Одноэтажная Америка еще посещала по воскресеньям свои свежебеленые протестантские храмики, но была уже смущена Голливудом и телевидением, которые мягко, но жестко вводили в каждую мировую премьеру обязательную симпатичную лесбиянку, или ранимого гея, или хотя бы полдиалога о геях и лесбиянках, и отливали в граните правильные слова для называния этих меньшинств, отправляя в утиль, к маргиналам привычного «гомосека».
Воскресная свежебеленая Америка — потомки мэйфлауэрских пуритан — не понимала пока, как к этому относиться. А раз не понимала, то запретила рассказывать детям.
Мои новые одноклассники были приветливы и любопытны:
— У вас другой алфавит? Как это? Разве бывают другие алфавиты?
— А у вас в России есть собаки?
— А телевизоры есть?
Самым приветливым был высокий, прыщавый и пухловатый парень с открытой улыбкой, в черной рубашке и черных штанах, на пару лет старше меня — Джон Маккью.
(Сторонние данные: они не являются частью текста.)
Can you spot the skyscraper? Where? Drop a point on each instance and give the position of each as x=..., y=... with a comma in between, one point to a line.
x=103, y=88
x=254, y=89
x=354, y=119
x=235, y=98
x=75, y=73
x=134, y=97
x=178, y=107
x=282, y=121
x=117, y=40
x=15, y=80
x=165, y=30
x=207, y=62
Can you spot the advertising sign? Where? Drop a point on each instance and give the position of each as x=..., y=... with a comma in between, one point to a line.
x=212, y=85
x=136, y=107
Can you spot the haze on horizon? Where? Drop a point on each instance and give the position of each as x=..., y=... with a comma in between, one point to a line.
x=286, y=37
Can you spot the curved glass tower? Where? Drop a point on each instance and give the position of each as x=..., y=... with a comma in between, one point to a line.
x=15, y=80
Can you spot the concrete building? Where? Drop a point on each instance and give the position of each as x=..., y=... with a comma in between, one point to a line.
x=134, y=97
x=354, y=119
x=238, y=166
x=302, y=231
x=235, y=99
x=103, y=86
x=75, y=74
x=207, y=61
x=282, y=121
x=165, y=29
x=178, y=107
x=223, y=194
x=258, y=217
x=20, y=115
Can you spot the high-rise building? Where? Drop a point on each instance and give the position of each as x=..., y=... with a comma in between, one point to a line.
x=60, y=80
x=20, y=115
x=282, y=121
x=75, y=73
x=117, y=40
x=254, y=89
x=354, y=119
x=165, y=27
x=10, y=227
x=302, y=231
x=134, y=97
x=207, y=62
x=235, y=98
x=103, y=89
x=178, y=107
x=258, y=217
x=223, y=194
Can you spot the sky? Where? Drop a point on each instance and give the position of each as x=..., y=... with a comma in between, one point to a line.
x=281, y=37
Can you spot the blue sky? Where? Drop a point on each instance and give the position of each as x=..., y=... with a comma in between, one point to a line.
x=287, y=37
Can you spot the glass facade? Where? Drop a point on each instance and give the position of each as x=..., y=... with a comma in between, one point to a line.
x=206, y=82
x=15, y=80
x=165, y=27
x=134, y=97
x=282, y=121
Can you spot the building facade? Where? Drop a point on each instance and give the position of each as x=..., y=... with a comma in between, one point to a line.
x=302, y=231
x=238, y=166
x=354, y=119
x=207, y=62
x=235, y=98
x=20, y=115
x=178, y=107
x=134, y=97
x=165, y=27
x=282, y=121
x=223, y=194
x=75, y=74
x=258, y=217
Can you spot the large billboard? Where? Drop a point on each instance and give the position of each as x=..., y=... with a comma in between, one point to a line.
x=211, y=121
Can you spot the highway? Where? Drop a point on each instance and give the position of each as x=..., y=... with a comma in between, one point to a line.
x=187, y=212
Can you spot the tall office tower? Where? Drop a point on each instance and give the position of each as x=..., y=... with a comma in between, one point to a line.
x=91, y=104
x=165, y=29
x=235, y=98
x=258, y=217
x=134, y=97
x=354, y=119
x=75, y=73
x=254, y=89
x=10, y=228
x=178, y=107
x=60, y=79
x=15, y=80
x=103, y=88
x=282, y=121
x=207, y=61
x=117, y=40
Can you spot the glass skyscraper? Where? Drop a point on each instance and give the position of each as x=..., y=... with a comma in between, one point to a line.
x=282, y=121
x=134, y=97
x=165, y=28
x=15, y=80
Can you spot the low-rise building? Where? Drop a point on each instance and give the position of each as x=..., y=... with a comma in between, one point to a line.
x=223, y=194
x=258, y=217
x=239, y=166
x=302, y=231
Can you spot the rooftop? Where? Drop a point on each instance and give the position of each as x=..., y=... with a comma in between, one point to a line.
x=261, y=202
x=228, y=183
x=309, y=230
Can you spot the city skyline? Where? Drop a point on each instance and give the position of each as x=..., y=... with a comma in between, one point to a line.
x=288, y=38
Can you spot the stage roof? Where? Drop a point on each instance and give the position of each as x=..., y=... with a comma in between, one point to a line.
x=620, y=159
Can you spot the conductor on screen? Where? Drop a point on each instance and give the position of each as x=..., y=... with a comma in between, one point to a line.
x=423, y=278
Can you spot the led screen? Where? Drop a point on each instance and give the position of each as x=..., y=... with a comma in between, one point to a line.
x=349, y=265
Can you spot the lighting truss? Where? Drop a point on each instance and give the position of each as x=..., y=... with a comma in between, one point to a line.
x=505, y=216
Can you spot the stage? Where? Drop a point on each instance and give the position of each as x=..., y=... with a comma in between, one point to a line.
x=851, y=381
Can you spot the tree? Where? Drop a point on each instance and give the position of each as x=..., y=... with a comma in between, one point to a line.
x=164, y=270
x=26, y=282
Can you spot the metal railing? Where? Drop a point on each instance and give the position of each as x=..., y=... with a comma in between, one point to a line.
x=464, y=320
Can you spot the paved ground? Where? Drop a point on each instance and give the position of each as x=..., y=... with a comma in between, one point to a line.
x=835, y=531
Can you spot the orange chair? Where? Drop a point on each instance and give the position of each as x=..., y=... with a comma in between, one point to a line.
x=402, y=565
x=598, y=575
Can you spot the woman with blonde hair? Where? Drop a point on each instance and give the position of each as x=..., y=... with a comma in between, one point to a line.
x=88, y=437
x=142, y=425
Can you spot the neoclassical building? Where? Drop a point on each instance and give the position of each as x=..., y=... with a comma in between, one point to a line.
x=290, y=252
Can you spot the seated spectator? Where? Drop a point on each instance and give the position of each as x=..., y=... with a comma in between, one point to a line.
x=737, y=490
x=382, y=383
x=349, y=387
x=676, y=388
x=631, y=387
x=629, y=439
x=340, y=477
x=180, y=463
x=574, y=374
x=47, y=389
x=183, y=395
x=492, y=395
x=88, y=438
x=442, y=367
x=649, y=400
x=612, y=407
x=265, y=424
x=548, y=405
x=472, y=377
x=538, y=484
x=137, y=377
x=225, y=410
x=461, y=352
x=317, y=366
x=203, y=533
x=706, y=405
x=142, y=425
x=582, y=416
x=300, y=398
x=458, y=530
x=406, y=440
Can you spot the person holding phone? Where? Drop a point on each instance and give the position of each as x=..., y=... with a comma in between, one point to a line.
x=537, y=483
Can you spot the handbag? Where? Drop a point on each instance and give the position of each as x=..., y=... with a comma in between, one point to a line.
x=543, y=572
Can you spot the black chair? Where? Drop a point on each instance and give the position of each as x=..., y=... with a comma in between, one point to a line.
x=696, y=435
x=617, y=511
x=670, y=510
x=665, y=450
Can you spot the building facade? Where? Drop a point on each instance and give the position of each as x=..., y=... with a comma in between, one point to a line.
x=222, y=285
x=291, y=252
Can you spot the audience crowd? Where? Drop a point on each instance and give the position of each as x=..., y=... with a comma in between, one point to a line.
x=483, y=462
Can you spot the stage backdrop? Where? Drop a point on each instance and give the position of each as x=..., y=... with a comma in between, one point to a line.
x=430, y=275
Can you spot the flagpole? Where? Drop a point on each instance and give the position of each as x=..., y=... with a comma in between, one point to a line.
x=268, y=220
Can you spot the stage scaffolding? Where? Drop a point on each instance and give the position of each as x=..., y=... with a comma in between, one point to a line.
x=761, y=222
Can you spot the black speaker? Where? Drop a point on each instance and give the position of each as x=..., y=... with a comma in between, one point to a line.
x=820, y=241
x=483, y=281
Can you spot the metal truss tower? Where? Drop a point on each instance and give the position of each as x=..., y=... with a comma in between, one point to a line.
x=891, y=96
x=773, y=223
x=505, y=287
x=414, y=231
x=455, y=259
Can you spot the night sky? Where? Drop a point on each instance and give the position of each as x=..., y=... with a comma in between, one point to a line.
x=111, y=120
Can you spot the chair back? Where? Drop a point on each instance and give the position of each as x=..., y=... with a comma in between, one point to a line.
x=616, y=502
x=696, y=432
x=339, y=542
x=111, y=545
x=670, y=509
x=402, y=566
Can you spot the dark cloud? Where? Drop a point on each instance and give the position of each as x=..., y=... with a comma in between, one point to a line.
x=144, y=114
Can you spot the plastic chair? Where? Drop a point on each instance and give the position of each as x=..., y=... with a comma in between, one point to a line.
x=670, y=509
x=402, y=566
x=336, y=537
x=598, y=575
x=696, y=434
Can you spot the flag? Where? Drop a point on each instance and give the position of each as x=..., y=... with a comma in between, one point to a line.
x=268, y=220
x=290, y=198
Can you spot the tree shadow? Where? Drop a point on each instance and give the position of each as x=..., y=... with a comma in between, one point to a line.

Он одним из первых подошел ко мне на парковке, где я выгружалась из желтенького автобуса, чувствуя себя маленьким Форрестом из заключительных кадров любимого фильма.
— Привет, ты откуда? Мне нравятся твои волосы.
Я не удивилась, потому что уже усвоила трогательный и отчетливо американский обычай говорить первому встречному: I love your shoes или I love your hair color — такой же эндемичный, как у нас попросить у первого встречного сигарету.
Увидев, что я разговариваю с Маккью, и дождавшись, пока разговор закончится, ко мне подошла незнакомая школьница.